Preliminary considerations
It is not recommended to compare apples with oranges, because the PCRE regular expression can do much more than the TRE regular expression that does not support search queries, return verbs, code change operators in pluggable templates (in fact, this is an extension of the PCRE library used in R ) Also, when you use . in TRE regular expression patterns, remember that it also matches line breaks and PCRE patterns to do . matching line breaks, you need to use the inline DOTALL modifier (?s) before . which must match any characters, including line breaks (or (?s:.*) as a group of modifiers).
If we want to compare the performance of TRE and PCRE regular expressions in R, we must use simple patterns that correspond to literally the same texts with these two engines.
Performance tests in Windows 7, Linux Ubuntu 16.04, MacOS Sierra 10.12.6
I mainly use R on Windows, but I installed R 3.2.3 on a Linux virtual machine specifically for this testing. MacOS results are taken from t.kalinowski's answer.
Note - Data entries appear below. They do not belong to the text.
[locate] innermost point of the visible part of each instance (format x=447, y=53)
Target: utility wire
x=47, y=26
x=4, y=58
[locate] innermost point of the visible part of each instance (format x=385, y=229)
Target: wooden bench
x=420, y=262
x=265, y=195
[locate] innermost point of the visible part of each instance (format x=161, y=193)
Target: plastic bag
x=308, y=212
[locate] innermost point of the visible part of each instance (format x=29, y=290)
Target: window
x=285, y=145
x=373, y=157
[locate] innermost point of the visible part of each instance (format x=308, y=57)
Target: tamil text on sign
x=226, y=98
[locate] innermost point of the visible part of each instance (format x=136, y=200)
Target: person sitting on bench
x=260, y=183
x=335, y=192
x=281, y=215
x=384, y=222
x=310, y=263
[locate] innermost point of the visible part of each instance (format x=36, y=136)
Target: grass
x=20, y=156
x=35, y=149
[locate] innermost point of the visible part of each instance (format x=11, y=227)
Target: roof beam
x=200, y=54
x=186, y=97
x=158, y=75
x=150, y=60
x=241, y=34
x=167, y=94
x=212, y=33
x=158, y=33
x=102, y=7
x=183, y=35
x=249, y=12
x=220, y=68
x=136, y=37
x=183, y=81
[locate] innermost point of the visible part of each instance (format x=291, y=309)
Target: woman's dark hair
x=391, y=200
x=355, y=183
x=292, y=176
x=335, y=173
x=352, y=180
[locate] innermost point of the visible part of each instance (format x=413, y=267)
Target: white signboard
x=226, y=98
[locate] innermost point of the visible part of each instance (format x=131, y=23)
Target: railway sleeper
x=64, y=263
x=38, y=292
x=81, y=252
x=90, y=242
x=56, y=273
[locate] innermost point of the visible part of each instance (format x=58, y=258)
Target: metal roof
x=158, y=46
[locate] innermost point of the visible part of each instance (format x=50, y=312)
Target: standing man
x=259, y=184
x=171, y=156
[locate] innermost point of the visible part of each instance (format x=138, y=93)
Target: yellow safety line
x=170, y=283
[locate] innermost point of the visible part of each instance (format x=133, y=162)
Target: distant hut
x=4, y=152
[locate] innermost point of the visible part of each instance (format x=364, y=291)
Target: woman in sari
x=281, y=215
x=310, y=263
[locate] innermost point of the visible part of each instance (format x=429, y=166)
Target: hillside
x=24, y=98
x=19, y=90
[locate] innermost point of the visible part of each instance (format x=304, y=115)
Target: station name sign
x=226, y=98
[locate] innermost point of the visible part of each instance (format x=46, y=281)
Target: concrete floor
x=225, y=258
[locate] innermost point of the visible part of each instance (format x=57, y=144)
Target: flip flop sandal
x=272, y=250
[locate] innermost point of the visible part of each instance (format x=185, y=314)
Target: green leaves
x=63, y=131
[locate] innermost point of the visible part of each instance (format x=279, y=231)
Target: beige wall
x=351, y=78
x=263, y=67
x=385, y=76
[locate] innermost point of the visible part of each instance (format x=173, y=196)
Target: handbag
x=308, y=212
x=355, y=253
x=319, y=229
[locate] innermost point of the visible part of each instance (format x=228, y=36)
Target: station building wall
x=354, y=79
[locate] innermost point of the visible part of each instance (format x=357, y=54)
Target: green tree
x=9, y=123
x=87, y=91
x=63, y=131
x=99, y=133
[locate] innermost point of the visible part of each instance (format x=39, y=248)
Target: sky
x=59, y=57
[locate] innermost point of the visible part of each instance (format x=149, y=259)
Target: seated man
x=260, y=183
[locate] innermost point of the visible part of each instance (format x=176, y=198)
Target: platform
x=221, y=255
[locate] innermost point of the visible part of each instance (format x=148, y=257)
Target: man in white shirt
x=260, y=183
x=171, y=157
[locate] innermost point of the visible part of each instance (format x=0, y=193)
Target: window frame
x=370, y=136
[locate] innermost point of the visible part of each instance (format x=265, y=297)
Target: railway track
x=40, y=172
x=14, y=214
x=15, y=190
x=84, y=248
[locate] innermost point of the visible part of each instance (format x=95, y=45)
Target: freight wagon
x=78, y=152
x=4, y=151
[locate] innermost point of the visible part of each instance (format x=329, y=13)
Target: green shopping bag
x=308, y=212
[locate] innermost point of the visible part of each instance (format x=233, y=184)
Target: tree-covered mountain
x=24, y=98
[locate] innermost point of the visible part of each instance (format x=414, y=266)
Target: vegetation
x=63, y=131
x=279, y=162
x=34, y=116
Compare the results of the regular expressions TRE (default) and PCRE ( perl=TRUE ) using the library of microobjects (see more benchmarking parameters in R ):
library(microbenchmark)
Text Wikipedia article on butterflies .
txt <- "Butterflies are insects in the macrolepidopteran clade Rhopalocera from the order Lepidoptera, which also includes moths. Adult butterflies have large, often brightly coloured wings, and conspicuous, fluttering flight. The group comprises the large superfamily Papilionoidea, which contains at least one former group, the skippers (formerly the superfamily \"Hesperioidea\") and the most recent analyses suggest it also contains the moth-butterflies (formerly the superfamily \"Hedyloidea\"). Butterfly fossils date to the Paleocene, which was about 56 million years ago."
Try extracting the last text in parentheses with sub , a very common sub operation in R:
# sub('.*\\((.*)\\).*', '\\1', txt)
The results are as follows:
WINDOWS ------- Unit: microseconds expr min lq mean median uq max neval PCRE_1(txt) 163.607 165.418 168.65393 166.625 167.229 7314.588 5e+05 TRE_1(txt) 70.031 72.446 74.53842 73.050 74.257 38026.680 5e+05 MacOS ----- Unit: microseconds expr min lq mean median uq max neval PCRE_1(txt) 31.693 32.857 37.00757 33.413 35.805 43810.177 5e+05 TRE_1(txt) 46.037 47.199 53.06407 47.807 51.981 7702.869 5e+05 Linux ------ Unit: microseconds expr min lq mean median uq max neval PCRE_1(txt) 10.557 11.555 13.78216 12.097 12.662 4301.178 5e+05 TRE_1(txt) 25.875 27.350 31.51925 27.805 28.737 17974.716 5e+05
TRE regex sub only wins on Windows , more than 2 times faster. On MacOS and Linux, the PCRE version ( perl=TRUE ) wins with the same odds.
Now, let's compare the performance of regular expressions that do not heavily use backtrace, and extract words inside double quotes:
# regmatches(txt, gregexpr("\"[A-Za-z]+\"", txt)) # => [1] "\"Hesperioidea\"" "\"Hedyloidea\"" PCRE_2 <- function(text) { return(regmatches(txt, gregexpr("\"[A-Za-z]+\"", txt, perl=TRUE))) } TRE_2 <- function(text) { return(regmatches(txt, gregexpr("\"[A-Za-z]+\"", txt))) } test <- microbenchmark( PCRE_2(txt), TRE_2(txt), times = 500000 ) test WINDOWS ------- Unit: microseconds expr min lq mean median uq max neval PCRE_2(txt) 324.799 330.232 349.0281 332.646 336.269 124404.14 5e+05 TRE_2(txt) 187.755 191.981 204.7663 193.792 196.208 74554.94 5e+05 MacOS ----- Unit: microseconds expr min lq mean median uq max neval PCRE_2(txt) 63.801 68.115 75.51773 69.164 71.219 47686.40 5e+05 TRE_2(txt) 63.825 67.849 75.20246 68.883 70.933 49691.92 5e+05 LINUX ----- Unit: microseconds expr min lq mean median uq max neval PCRE_2(txt) 30.199 34.750 44.05169 36.151 43.403 38428.2 5e+05 TRE_2(txt) 37.752 41.854 52.58230 43.409 51.781 38915.7 5e+05
The best average is PCRE regular expression on Linux, on MacOS, the difference is almost careless, and on Windows, TRE is much faster.
Summary
It's clear that the TRE regex library (by default) is much faster on Windows . On Linux , the PCRE regular expression is much faster. On MacOS , PCRE regex is still preferable because with the backtracking patterns, PCRE regex is faster than TRE on this OS.